I can't believe this.. this happened once again

This is my post incident reflection. I  always used to disagree and  argued with my father during his days for his helping nature (as many believe that teaching is thankless job). I never saw him justifying his acts not his positive attitude. I always used to wonder how despite so many problems he used to face every where how one can be so positive.
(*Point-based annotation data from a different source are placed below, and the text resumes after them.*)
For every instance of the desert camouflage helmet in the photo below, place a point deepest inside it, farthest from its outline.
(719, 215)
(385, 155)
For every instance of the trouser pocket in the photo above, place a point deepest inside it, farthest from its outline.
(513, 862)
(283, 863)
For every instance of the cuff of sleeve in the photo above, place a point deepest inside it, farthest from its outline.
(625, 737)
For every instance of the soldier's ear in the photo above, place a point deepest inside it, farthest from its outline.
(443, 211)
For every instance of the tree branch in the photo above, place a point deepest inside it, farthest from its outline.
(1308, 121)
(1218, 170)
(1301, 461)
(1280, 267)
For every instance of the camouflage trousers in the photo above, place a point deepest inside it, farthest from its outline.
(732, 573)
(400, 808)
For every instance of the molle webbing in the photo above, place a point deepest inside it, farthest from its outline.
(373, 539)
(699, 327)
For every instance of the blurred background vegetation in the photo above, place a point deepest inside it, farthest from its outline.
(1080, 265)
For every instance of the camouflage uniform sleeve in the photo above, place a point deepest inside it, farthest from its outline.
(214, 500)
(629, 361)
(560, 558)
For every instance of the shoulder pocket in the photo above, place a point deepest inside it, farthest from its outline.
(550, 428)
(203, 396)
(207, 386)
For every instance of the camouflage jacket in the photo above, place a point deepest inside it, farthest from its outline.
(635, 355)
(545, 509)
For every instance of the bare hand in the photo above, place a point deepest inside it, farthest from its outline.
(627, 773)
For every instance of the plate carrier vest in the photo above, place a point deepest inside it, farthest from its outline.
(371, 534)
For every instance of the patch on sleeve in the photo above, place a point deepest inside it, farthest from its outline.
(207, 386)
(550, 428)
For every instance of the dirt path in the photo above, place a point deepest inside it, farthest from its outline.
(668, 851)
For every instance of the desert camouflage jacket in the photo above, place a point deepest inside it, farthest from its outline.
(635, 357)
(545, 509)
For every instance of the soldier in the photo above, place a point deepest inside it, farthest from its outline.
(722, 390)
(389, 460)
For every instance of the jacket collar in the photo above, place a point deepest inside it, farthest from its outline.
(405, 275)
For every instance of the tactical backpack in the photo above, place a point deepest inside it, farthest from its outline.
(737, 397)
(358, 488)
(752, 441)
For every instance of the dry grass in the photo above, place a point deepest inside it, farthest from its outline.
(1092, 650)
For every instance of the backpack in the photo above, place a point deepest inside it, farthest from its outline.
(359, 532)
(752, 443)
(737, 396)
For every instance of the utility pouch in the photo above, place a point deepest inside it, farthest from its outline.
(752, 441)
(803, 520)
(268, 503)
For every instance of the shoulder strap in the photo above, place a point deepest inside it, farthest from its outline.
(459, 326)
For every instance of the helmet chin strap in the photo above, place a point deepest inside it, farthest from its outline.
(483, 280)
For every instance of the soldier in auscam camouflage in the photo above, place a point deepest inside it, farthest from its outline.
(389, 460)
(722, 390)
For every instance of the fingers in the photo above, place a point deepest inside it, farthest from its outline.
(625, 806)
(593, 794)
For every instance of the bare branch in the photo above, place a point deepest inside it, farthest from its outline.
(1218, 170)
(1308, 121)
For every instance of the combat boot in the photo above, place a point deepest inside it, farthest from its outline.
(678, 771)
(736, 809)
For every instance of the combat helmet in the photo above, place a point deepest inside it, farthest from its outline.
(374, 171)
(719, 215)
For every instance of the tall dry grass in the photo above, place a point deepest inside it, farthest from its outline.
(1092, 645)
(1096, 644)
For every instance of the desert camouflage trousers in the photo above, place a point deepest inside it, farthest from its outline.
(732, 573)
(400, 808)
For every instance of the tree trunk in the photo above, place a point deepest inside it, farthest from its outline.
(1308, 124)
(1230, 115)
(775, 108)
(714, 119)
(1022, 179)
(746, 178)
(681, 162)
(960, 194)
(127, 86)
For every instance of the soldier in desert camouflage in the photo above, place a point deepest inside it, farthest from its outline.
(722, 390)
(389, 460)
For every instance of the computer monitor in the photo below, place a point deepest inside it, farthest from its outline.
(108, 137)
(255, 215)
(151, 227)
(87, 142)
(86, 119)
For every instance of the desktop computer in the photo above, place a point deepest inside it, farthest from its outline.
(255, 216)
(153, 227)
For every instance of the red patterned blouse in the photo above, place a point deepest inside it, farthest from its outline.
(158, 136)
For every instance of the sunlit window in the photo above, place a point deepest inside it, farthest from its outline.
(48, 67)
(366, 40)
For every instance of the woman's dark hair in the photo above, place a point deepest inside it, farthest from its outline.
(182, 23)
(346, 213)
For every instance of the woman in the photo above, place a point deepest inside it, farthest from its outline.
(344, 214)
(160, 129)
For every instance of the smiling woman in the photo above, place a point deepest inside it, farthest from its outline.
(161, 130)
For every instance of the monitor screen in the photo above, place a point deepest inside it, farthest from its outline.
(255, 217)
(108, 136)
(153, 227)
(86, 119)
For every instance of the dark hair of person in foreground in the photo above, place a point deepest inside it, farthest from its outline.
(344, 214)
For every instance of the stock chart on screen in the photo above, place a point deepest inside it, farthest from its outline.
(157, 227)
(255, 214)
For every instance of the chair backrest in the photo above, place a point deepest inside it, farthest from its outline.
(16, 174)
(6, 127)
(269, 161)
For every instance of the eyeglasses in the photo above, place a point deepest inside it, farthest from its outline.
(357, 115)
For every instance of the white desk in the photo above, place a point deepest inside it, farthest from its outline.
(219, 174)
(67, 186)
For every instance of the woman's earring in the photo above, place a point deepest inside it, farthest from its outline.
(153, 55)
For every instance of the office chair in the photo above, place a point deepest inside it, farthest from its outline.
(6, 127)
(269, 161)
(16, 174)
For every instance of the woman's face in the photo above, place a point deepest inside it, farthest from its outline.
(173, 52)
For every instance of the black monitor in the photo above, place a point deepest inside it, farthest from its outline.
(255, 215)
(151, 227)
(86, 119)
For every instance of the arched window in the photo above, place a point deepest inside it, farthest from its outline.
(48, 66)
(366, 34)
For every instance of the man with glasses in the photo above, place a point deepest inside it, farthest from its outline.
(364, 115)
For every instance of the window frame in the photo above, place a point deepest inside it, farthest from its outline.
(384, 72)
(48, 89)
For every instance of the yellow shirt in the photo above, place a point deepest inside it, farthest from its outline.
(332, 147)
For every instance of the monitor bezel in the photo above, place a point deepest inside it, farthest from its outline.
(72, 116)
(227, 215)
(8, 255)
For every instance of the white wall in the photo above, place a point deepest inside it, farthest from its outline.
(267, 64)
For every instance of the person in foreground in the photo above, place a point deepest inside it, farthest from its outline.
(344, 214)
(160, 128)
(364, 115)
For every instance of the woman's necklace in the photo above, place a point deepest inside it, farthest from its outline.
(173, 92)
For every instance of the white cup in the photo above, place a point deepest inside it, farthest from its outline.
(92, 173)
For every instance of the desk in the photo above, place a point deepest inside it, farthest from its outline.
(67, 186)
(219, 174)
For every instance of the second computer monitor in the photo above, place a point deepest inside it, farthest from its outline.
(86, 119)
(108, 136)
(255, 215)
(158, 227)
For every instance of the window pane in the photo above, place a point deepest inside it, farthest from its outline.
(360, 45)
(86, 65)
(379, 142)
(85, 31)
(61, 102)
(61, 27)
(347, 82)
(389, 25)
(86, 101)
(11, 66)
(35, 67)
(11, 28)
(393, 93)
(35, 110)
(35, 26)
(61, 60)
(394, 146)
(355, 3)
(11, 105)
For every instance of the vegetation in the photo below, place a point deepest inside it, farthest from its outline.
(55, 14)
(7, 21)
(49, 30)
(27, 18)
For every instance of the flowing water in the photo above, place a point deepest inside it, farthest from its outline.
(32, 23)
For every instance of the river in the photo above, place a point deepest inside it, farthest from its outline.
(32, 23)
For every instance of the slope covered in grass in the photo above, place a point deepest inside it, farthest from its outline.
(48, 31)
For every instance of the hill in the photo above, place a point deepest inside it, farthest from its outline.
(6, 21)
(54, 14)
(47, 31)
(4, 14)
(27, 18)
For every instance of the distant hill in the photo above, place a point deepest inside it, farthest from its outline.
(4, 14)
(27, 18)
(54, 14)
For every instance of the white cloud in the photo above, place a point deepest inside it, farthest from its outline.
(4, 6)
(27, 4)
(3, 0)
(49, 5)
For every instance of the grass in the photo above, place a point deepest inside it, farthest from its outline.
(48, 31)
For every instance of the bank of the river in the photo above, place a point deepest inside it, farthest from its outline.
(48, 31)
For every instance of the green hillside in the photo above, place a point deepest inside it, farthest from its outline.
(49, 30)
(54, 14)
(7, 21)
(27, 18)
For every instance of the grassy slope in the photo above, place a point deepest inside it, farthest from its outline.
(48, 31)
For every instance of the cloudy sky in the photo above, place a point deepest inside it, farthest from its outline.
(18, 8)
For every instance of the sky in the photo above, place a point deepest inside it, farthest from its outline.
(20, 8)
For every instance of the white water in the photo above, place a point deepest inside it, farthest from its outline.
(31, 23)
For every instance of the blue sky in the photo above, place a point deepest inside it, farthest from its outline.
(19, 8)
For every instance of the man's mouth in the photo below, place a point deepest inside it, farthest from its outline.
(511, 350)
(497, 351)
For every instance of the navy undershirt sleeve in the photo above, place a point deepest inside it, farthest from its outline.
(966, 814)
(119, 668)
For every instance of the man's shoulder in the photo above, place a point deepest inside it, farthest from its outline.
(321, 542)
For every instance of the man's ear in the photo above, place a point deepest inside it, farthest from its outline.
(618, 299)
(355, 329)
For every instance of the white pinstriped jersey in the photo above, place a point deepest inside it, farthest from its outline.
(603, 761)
During these days after a long time I started thinking positively. I am not sure whether its because of books that I am reading or people I am meeting there is a change in my language and attitude. I remembered in the morning that I forgot about something and need to react quickly, so I went to the office and they made waste so much of my time in various queries and I thought my anger started building up. I was thinking my one day is wasted in running around. I visited near by bank branch  for the bank statement, there once again delay, you can imagine my plight. And they asked me to come after half an hour mean while I went out so that I can cool myself. When I was reentering the bank once person started initiating discussion, I couldn't recognise the person so naturally I was reluctant. When the person took my father's name I was alarmed.He took my name and my other details. I was really surprised. As things are my father would have taught him more than 35 years back. I rushed to finish  my work. When I was returning I saw the person in the same place. I apologised and spoke to him. When I went back to finish my work I realised I am no longer angry.The day went on with the repetition of this event. How could a person remember a teacher after 35 years and of course no need to remember his son as well.
This is the second incident after his passing away. I know why this. How do I react? Thank you parents for what you were.           

2 comments:

Suhasini Srihari said...

Sometimes it is better not to ponder over the positive actions, just relish its fruits with delight!

Arun said...

You are right, I am enjoying the experience.